Capítulo 23

A pesar del cansancio, Kassy estaba entusiasmada. Llevaba toda la noche despierta, hirviendo aquella hoja rara para preparar una tisana que había dado a probar a un ratón que le había robado a Kira. Satisfecha al comprobar que, al menos, aquel brebaje de un verde pálido no era venenoso, lo había probado ella misma, y había descubierto que la infusión de aquellas hojas nuevas resultaba ligeramente estimulante, y que la tintura, más concentrada, lo era todavía más, y borraba en gran medida el abatimiento causado por la melancolía.

«Una hierba que alivia los síntomas de la melancolía.» Cuántas posibilidades se abrían ante ella si en verdad había descubierto un modo de contrarrestar sus efectos debilitantes. Se le aceleraba el pulso, y la mente le bullía, como si estuviera caminando descalza en medio de una tormenta eléctrica, y supo que quien no ha experimentado nunca el placer sublime de dar con una respuesta a un problema cuya solución se ha resistido largamente no conoce la verdadera felicidad.

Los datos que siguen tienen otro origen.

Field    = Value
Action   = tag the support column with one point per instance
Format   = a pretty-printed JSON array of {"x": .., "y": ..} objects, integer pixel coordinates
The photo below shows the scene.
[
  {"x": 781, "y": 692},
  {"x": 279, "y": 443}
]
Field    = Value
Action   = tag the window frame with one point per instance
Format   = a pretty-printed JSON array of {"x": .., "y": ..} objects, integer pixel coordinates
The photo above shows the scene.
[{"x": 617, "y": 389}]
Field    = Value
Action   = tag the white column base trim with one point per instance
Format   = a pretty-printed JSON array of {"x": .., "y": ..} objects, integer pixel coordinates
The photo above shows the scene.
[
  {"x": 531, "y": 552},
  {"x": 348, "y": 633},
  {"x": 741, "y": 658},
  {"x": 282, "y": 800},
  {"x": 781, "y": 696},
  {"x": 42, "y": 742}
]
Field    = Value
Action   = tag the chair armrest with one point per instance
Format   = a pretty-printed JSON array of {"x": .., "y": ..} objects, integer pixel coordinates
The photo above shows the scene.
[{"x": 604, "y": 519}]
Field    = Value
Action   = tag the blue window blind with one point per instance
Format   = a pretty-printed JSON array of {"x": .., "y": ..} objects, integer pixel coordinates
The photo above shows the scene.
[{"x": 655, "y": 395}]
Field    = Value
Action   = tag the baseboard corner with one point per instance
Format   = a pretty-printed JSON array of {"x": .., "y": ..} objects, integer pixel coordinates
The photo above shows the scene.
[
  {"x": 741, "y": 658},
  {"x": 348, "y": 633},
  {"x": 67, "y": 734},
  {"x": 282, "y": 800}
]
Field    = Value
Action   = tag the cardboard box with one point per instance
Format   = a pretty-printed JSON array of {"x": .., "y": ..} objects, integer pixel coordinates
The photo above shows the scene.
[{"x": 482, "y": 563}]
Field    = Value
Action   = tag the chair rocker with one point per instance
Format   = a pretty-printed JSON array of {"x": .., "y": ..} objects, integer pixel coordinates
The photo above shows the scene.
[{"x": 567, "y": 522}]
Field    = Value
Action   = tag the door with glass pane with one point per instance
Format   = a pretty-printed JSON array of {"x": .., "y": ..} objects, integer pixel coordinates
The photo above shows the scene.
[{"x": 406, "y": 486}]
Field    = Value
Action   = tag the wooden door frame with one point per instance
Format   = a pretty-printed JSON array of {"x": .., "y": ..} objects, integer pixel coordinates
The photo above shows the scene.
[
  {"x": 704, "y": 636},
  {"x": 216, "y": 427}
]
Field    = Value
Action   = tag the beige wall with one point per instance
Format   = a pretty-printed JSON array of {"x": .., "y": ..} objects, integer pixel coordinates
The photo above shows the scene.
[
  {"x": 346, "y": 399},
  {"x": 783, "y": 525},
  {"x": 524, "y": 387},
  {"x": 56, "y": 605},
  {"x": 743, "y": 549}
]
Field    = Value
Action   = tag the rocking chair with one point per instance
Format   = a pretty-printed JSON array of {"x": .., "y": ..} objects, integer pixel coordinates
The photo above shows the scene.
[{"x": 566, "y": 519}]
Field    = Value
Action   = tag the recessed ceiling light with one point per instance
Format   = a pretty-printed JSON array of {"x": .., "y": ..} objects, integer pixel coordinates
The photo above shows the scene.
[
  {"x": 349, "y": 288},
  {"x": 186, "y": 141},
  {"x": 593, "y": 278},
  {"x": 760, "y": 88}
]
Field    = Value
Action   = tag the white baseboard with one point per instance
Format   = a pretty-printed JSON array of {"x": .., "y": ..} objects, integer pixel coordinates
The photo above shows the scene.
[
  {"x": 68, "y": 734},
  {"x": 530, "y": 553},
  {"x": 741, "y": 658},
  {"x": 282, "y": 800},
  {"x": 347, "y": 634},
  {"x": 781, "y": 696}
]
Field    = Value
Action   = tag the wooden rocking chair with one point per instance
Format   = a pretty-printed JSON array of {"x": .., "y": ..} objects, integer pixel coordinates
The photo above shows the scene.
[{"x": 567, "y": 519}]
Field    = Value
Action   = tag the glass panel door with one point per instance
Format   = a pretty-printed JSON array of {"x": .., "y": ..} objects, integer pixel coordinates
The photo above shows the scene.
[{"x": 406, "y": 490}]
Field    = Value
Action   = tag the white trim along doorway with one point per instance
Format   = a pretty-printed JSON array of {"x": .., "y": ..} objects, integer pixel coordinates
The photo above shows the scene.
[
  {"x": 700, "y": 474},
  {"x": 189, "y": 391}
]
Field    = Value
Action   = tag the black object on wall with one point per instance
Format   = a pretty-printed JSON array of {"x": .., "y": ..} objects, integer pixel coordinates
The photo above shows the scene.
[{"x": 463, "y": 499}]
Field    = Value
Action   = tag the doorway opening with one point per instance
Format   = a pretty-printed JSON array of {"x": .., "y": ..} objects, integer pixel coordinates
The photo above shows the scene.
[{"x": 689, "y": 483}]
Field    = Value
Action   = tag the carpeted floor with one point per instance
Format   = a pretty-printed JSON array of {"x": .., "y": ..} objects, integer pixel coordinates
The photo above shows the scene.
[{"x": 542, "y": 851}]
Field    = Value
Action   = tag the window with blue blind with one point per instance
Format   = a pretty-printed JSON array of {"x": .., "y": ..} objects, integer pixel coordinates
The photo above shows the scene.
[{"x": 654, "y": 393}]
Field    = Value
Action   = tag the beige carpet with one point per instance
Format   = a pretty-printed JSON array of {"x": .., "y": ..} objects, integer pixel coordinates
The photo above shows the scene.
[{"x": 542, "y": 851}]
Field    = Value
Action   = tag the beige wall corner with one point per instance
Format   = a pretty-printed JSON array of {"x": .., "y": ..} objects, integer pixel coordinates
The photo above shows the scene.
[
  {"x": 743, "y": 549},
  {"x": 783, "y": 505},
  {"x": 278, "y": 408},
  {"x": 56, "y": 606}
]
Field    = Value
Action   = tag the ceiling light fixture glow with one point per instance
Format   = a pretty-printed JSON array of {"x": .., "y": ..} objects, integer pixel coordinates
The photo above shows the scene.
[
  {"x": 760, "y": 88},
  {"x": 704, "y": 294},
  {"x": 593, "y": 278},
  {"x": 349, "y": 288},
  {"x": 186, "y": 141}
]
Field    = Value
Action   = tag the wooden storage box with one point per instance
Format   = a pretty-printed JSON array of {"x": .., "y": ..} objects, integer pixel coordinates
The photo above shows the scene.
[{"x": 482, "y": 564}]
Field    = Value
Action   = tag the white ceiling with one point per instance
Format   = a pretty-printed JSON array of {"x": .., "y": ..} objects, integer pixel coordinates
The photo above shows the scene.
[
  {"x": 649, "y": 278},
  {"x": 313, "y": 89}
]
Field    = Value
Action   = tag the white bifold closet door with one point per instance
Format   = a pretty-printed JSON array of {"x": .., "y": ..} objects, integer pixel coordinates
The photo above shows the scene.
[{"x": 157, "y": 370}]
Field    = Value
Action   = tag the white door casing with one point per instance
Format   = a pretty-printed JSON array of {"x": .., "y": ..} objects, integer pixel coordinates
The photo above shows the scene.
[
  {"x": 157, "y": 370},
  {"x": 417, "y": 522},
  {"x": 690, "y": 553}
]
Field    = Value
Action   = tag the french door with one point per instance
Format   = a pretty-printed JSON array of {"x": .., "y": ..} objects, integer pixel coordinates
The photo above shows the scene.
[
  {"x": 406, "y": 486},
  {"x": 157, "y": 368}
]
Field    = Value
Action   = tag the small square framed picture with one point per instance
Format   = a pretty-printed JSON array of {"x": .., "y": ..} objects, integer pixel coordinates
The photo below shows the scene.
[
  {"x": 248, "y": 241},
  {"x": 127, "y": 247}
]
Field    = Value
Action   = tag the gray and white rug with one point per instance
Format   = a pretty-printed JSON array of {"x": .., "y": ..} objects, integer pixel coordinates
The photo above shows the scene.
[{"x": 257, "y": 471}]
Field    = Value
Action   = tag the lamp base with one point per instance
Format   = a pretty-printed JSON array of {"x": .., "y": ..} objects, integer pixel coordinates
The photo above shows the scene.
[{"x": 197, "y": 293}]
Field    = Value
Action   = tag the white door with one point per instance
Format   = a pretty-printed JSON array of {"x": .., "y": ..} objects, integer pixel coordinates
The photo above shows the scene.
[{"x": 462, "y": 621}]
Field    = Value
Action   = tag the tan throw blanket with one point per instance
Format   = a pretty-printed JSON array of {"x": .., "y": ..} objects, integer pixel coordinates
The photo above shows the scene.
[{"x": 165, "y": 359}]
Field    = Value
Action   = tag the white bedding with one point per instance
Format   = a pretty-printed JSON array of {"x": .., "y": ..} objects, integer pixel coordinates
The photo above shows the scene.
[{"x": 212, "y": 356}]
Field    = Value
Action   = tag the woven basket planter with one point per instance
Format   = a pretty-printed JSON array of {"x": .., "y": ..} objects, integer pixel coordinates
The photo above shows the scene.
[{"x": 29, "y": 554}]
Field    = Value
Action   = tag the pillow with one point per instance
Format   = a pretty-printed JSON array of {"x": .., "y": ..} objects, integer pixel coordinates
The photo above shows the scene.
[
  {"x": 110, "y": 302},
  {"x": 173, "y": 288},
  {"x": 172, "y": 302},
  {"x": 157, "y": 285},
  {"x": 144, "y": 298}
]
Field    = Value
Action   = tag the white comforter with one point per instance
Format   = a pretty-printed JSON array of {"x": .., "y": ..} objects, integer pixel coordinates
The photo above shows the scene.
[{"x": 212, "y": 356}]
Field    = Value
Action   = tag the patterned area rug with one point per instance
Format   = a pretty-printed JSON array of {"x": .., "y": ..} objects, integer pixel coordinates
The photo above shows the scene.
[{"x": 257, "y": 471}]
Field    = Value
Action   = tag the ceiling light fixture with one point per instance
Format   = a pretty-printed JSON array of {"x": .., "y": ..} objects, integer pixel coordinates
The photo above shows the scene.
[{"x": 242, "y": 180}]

Pero las mejores respuestas eran las que siempre conducían a más dudas; así, al instante se preguntó qué tenían que ver los judíos en todo aquello, qué sabían ellos de esa planta, qué otros secretos poseían que pudieran arrojar algo de luz sobre las zonas en sombra que se alzaban más allá de los límites de su conocimiento. Estaba más decidida que nunca a desafiar las restricciones y a franquear las barreras impuestas por los hombres para entrar en el gueto y estudiar con los alquimistas judíos. Estaba impaciente por contárselo todo a Anya, la doncella judía.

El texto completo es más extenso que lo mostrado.